The Indian women’s hockey team’s 4th place finish at the Tokyo Olympics is seen nothing short of a podium finish. Among the many positives that stood out was the high fitness levels of our girls. And one man who has been principally responsible for the significant improvement in fitness levels is the Indian women’s team Scientific Advisor Wayne Lombard, who is exiting the national team after close to a five-year stint.
Hockey Passion caught up with the outgoing Indian women hockey team Scientific Advisor to understand how he went about building the Indian eves into a fighting fit unit.
Indian hockey eves weren’t exposed to the kind of training needed at the international level when you took charge in 2017. Give us a perspective about how you started your role as Scientific Advisor?
It’s always a challenge when you start a new position as you want to dive in head first and make all the changes possible. But with experience, you start to understand that initially, you need to take a step back and observe what processes are currently working and what might need adjusting. As it turned out, a fair amount need changing, but it needed time and a progressive approach rather than all in all at once.
We basically need to understand the demands of the sport at the highest level, the demands of each position, understand the current physical profile of a team and individuals in the team (and their respective positions). And then start working backwards from there. This enables us to get an idea of how far off we might be from where we need to be and then design the plan of action (periodisation) to ensure we can meet these international-level physical characteristics.
Teams like the Netherlands, Australia, Argentina, New Zealand, are not just super-fit but strong as well. How did you prepare our girls so that they can match these teams?
To compete on pure strength and size is always going to be difficult for the Indian team. So, I focused on our strengths. The line of thought was that if we could be the fittest team on the pitch, coupled with the ability to move well (speed and agility) we could compete with anyone. This is not to say strength was not a focal point, but to compete on size was not going to be possible. But we could be fitter and fast than other teams, and that would level the playing field to a greater degree.
There is a lot of talk around yo-yo test numbers of our women hockey players – can you give us an insight into how much progress our girls made since 2017?
I think yo-yo numbers are sometimes over-emphasized. I have never been a fan of ‘chasing numbers’ and primarily used testing results to help me understand, where we were at and what we needed to work on. We witnessed huge improvements all around. But looking at the yoyo specifically, our 2017 average started off around 17, in 2021 it’s between 19-20 with a highest individual score of 22.
What’s your take on recovery management after teams play in sapping heat and humidity or back-to-back matches?

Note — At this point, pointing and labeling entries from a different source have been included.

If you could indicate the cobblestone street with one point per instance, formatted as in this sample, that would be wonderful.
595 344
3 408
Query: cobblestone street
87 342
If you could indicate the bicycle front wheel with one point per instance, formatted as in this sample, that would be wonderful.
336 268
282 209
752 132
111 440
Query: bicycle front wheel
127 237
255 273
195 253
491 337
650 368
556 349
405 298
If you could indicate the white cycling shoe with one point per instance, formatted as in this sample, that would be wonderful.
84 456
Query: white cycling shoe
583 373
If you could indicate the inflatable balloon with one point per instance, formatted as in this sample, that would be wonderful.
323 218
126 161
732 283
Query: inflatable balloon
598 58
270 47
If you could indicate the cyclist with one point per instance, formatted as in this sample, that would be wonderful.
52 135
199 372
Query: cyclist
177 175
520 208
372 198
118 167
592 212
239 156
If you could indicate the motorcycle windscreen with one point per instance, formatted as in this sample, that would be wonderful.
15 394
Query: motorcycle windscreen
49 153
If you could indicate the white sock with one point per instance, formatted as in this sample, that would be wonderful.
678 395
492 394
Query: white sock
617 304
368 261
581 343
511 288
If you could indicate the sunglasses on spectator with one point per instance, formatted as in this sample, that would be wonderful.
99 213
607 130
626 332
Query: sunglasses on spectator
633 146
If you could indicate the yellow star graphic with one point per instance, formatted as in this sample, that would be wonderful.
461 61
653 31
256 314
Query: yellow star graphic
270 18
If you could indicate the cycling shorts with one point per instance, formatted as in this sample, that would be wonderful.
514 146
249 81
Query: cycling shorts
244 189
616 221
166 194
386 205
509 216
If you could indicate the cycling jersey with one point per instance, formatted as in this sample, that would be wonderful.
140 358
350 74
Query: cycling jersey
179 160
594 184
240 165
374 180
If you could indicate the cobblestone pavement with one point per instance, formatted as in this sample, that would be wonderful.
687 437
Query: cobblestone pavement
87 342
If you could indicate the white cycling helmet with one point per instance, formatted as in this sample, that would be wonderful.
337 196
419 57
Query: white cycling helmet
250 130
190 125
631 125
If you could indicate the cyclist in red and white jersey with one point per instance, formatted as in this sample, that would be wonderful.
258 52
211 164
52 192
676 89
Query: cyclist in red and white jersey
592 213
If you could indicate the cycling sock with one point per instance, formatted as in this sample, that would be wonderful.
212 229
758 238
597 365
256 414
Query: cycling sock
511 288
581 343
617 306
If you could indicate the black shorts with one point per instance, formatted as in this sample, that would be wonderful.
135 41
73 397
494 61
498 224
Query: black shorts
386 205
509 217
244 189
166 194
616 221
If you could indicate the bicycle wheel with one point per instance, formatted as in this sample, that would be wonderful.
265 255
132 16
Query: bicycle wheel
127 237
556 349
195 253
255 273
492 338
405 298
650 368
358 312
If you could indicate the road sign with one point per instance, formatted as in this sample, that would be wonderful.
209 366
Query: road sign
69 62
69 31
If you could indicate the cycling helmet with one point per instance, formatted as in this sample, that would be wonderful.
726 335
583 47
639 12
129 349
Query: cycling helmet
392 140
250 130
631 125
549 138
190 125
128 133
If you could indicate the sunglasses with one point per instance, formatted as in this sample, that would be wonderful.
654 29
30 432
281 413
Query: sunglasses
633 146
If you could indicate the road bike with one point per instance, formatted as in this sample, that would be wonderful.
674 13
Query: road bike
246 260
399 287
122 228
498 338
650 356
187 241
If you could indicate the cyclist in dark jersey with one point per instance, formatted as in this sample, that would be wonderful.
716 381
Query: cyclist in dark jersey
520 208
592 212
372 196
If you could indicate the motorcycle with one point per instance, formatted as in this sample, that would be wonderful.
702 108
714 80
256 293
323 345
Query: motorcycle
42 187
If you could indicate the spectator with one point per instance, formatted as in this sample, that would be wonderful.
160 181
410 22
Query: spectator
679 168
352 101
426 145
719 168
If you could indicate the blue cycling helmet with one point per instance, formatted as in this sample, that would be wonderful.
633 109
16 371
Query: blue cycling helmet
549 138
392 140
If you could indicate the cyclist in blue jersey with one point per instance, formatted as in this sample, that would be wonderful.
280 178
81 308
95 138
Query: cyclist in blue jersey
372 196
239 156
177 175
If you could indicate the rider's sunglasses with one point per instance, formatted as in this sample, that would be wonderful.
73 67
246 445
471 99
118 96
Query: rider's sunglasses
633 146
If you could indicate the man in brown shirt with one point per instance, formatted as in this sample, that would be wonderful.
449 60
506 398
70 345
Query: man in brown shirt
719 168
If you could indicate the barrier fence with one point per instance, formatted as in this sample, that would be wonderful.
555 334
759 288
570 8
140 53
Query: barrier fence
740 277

This is huge and often neglected in India. Just like we periodise training we need to periodise recovery strategies. However, I still feel the best recovery strategy is ensuring players are robust or resilient enough to cope with the demands. If you get this right half the battle is won already. A primary aim before Tokyo Olympics was to ensure we were exposed to the demands we may be presented with, for instance, 8 games in 13 days. We also had to factor in the heat and humidity. Just to give you some insight, at half time in our bronze medal match, the temperature touched 45 degrees with 70% humidity.
We needed to ensure we periodised the ‘right’ recovery strategies at the right times. Some of the strategies included ice baths, passive heat exposure for when temperature did not reach our desired range in training (steam/sauna), nutrition, sleep strategies (avoidance of blue light from mobile phones, correct room temps, etc), recovery pumps, massage, active recovery to name a few.
How tough was it for our girls to stay on a healthy diet and stay away from spicy or junk food stuff?
Over the years it’s been an education and buy-in process. Once athletes understand what’s “good” for them and you empower them to make certain decisions themselves, these things take care of themself.
How would you rate our women team’s fitness levels teams like Australia, Netherlands, Argentina and New Zealand?
It’s difficult to say, as I don’t have access to other teams’ data unless it’s been published in the scientific literature. But I would be bold enough to say at the very least on par.
Coaches and support teams come and go – how would you like to be remembered for your five-year stint as a Scientific Advisor?
I would like to be remembered as someone who put the human being side of the athlete first, and someone who has empowered the players to make decisions themselves through an ongoing education process. It’s important to remember that athletes don’t really worry about how much you know until they know how much you care.
What are your future plans?
Nothing set in stone at the moment. I’m in the final stages of my Ph.D. examination and so will focus on that, and also spend some time with the family. I have lived outside of South Africa since 2015; so it will be good to get back for a couple of months.